Last November, the backlash to the backlash began with the publication of Greil Marcus' The Doors: A Lifetime of Listening to Five Mean Years. The book is a rebuttal of decades of derision: The éminence grise of rock criticism recontextualizes the band amidst Thomas Pynchon, Pump Up the Volume and assemblage artist Wallace Berman. Isolating bootleg performances of the band at its most intense, he illustrates its persistent transcendence over 40 years of intense hate and hagiography.

“Lester Bangs once called [Morrison] the Oafus Laureate, and that was someone who loved the Doors and flipped over L.A. Woman,” Marcus says by phone. “There was something ridiculous, pompous, stupid and megalomaniacal about Morrison that puts people off. He would do things to guarantee him trouble. He instinctively recoiled against authority but was smart enough to make his contempt dramatic, funny and challenging.”

Indeed, the critics who attack Morrison's self-seriousness ignore the smirk. In a phone interview, the venerable Beat poet Michael McClure calls Morrison “the best poet of his generation.” In The White Album, Joan Didion writes that the Doors are the Norman Mailers of the Top 40, praising their music for insisting that “Love was sex and sex was death and therein lay salvation.”

With Morrison's death came a different strain of salvation. The passage of time never eroded the myth; the L.A. Woman stays forever young.

Morrison is buried at Père Lachaise Cemetery in Paris. If he were still alive, he'd be 68 years old. At the close of 2010, Florida governor Charlie Crist finally pardoned him for those misdemeanor convictions, still under appeal at the time of his death.
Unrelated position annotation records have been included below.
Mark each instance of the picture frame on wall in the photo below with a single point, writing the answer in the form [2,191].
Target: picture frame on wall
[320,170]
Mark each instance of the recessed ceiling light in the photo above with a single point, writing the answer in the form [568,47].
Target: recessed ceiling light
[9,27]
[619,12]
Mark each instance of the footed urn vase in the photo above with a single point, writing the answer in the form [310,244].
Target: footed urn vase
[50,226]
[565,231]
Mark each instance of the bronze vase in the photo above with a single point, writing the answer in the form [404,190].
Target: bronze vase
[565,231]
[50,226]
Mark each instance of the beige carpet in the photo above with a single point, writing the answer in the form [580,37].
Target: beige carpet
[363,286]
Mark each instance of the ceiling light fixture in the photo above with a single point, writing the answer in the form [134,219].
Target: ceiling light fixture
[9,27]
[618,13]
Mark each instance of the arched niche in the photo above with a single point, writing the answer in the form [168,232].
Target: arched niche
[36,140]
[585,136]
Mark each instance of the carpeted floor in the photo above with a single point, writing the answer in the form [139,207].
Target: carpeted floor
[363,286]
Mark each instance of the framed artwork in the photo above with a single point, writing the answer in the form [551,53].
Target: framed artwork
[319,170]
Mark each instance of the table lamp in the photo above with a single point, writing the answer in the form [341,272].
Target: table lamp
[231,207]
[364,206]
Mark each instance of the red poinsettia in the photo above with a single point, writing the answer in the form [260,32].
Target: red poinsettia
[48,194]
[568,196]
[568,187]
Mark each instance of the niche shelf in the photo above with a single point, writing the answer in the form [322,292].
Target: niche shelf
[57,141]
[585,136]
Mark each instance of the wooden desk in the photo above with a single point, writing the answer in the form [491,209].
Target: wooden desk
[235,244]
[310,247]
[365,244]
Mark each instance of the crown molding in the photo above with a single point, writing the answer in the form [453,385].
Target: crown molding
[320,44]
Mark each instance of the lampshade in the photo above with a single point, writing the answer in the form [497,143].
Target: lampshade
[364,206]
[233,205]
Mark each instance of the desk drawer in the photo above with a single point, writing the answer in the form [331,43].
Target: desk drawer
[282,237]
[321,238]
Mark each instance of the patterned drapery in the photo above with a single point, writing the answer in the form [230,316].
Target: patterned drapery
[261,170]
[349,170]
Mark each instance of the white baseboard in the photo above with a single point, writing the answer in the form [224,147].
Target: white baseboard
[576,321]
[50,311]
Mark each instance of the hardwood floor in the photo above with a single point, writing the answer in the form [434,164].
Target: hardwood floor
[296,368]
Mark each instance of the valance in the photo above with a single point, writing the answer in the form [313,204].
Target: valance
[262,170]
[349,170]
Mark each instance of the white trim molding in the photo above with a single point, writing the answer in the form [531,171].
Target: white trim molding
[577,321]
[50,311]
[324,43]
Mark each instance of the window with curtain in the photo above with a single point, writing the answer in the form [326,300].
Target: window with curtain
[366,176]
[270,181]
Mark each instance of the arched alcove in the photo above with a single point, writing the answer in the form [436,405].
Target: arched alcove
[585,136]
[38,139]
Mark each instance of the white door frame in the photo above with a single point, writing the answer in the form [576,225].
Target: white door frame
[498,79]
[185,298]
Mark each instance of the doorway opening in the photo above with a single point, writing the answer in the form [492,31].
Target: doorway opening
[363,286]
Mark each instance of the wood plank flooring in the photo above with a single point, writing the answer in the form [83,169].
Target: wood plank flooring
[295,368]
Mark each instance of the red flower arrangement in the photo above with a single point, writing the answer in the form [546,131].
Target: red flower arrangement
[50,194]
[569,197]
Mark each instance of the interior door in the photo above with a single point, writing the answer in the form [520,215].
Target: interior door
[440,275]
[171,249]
A decade ago, Ray Manzarek left Los Angeles for a farmhouse in Napa, where he grows heirloom tomatoes and bok choy. Robby Krieger is still in Benedict Canyon, although he no longer owns bobcats. Densmore stays in the Pacific Palisades, not far from the boyhood home that was fatefully bulldozed for a three-way on-ramp at the intersection of the 405 and 10 freeways.

Idle at the intersection of La Cienega and Santa Monica today and you'll see everyone but Jim Morrison. The City of Night has become another gentrified crossroads offering “puppy presents” and frozen yogurt. The Tropicana is deader than Sandy Koufax's left arm, replaced by a Ramada. Duke's is now on Sunset, next to the pay-to-play Whisky. The strip clubs are a flower shop and an Al & Ed's Auto Sound. Monaco Liquor and the Alta Cienega still stand, though; sin never falls out of fashion, and Morrison's old room, #32, has become a shrine.

The Doors Workshop is now Forbidden, a restaurant, bar and lounge that taunts pedestrians with $14 plates of tapas. Should you be looking for it, you'll notice a fake-gold plaque memorializing the place as “the site of the Doors Workshop, where L.A. Woman was recorded and mixed.” It's a shallow grave to the moment when the psychedelic era turned sepia — a final barbaric winter before everything got worse. Myths and memories mutate, swamps get drained, but the blues just get older.